FastVAR: Linear Visual Autoregressive Modeling via Cached Token Pruning

TL;DR

FastVAR addresses the scalability bottleneck of Visual Autoregressive models by pruning high-frequency tokens at large-scale steps and restoring pruned information through cached maps. It introduces Pivotal Token Selection to identify essential tokens via a DC-based high-frequency proxy and Cached Token Restoration to interpolate and reinsert pruned outputs using previous-scale caches. The approach yields substantial speedups (up to 2.7×) with minimal accuracy loss and enables zero-shot 2K image generation on a single 3090 GPU with modest memory (~15 GB). Demonstrated as a training-free, plug-and-play enhancement, FastVAR offers a practical route to scalable, high-resolution VAR-based image synthesis. Its results suggest meaningful impact for efficient high-resolution generation in VAR architectures and related token-based models.

Abstract

Visual Autoregressive (VAR) modeling has gained popularity for its shift towards next-scale prediction. However, existing VAR paradigms process the entire token map at each scale step, leading to the complexity and runtime scaling dramatically with image resolution. To address this challenge, we propose FastVAR, a post-training acceleration method for efficient resolution scaling with VARs. Our key finding is that the majority of latency arises from the large-scale step where most tokens have already converged.

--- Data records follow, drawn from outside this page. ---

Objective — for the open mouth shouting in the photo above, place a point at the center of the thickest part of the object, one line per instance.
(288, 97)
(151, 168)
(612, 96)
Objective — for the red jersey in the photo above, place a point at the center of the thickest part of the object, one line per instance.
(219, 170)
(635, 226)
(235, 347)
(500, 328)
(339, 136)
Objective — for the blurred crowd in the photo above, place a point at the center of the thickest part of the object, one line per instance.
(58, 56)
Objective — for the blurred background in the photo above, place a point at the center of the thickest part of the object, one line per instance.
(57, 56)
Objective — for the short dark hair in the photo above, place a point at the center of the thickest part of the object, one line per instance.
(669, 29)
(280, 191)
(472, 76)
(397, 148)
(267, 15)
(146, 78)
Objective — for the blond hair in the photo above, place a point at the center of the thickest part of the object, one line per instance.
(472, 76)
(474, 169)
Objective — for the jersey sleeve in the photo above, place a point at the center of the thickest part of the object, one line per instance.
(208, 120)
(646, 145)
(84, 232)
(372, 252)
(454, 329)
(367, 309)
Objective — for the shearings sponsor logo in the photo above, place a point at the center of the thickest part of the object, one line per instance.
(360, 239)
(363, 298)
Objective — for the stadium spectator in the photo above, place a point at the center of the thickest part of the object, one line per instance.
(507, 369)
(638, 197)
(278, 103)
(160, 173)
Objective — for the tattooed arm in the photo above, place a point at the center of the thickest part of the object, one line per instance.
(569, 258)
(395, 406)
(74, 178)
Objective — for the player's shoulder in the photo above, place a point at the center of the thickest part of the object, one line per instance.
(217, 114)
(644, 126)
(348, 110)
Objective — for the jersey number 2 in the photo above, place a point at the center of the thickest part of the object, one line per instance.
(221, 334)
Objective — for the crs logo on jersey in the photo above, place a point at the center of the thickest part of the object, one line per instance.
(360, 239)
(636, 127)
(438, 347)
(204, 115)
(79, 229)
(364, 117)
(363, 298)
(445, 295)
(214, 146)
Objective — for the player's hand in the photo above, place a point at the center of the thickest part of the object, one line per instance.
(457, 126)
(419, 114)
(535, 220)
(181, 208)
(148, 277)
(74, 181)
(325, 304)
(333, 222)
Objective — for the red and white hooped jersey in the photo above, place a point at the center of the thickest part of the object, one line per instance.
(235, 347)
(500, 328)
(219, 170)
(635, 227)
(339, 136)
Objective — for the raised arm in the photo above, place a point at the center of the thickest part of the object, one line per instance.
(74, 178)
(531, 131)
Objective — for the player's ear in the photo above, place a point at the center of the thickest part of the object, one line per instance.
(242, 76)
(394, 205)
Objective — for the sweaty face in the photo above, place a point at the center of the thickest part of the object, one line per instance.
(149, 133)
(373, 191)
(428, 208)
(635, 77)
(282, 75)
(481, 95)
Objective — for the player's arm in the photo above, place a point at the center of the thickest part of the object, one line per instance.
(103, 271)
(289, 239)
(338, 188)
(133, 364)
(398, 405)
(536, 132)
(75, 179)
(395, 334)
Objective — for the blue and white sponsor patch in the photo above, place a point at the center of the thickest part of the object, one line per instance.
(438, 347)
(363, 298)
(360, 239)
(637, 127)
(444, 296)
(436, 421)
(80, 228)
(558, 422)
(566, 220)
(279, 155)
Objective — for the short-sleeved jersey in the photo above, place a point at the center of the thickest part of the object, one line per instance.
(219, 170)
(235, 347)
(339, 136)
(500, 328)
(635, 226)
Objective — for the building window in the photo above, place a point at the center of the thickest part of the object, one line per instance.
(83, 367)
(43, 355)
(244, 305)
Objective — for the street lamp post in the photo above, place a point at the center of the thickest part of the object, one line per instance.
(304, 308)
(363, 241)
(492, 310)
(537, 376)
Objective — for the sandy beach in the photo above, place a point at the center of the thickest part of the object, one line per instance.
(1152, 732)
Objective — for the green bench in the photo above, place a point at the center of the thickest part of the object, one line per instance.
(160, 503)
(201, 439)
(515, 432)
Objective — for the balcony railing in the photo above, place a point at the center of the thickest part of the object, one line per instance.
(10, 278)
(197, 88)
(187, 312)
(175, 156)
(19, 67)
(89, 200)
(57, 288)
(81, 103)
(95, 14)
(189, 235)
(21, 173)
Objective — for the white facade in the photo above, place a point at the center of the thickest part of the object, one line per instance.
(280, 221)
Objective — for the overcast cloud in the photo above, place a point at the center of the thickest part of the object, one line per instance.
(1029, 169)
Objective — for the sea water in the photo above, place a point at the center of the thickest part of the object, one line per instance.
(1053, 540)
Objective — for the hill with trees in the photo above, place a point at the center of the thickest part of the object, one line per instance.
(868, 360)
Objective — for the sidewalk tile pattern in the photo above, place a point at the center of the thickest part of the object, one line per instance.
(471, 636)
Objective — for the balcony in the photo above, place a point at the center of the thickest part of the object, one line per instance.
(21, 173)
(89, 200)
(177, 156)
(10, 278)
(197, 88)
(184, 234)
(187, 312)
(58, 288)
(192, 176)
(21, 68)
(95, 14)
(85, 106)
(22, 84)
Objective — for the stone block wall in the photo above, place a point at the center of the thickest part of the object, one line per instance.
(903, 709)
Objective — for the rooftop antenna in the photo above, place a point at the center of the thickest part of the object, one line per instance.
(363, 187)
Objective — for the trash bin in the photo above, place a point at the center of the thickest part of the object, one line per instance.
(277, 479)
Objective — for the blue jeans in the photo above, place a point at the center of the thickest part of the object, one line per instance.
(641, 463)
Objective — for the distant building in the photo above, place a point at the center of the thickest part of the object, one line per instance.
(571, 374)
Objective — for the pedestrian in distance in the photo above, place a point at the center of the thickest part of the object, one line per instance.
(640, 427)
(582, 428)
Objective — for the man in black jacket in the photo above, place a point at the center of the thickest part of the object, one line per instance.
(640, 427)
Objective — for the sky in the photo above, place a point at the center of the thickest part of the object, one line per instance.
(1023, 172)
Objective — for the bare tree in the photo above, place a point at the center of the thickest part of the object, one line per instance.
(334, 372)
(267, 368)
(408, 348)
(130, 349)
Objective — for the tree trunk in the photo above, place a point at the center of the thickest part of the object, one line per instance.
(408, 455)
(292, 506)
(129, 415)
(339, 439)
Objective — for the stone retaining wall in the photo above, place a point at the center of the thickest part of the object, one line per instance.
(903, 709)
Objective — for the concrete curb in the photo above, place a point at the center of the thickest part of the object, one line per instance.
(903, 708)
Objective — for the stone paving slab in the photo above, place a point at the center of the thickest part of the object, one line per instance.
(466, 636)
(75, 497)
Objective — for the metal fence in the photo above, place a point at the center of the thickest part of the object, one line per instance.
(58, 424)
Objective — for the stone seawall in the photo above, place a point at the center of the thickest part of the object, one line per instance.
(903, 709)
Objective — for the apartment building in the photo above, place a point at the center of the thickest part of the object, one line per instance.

Leveraging this observation, we develop the cached token pruning strategy that only forwards pivotal tokens for scale-specific modeling while using cached tokens from previous scale steps to restore the pruned slots. This significantly reduces the number of forwarded tokens and improves the efficiency at larger resolutions. Experiments show the proposed FastVAR can further speedup FlashAttention-accelerated VAR by 2.7$\times$ with negligible performance drop of <1%. We further extend FastVAR to zero-shot generation of higher resolution images. In particular, FastVAR can generate one 2K image with 15GB memory footprints in 1.5s on a single NVIDIA 3090 GPU. Code is available at https://github.com/csguoh/FastVAR.

Figures (15)

• Figure 1: Our FastVAR can generate one 2K image using one NVIDIA 3090 GPU, while existing baseline fails due to out of memory.
• Figure 2: FastVAR exhibits promising resolution scalability, and can achieve noticeable speedup with negligible performance drop.
• Figure 3: (a) We resize different $\Tilde{r}_k$ to the same size for better presentation. (b) Each curve represents the frequency characteristics of a certain-scale token map. (c) The row represents keys of scale steps $\{1, 2,\cdots, k\}$, and the column is queries of the $k$-th scale step.
• Figure 4: (a) We keep the Structure Construction Stage as standard VAR and additionally store token maps at the $(K-N)$-th step as the cache. Then the Texture Filling Stage applies FastVAR to process only pivotal tokens for fast inference. (b) For Attention or FFN layers using FastVAR, we first employ the Pivotal Token Selection (PTS) for token reduction. After the model forward, we develop the Cached Token Restoration (CTR) to restore the original token numbers using the caches from the previous scale step.
• Figure 5: Qualitative comparison between the original baselines and our proposed FastVAR on 1024$\times$1024 image generation. Our FastVAR achieves significant speedups, e.g., 2.7$\times$ on Infinity han2024infinity, while keeping high-quality results similar to the original model.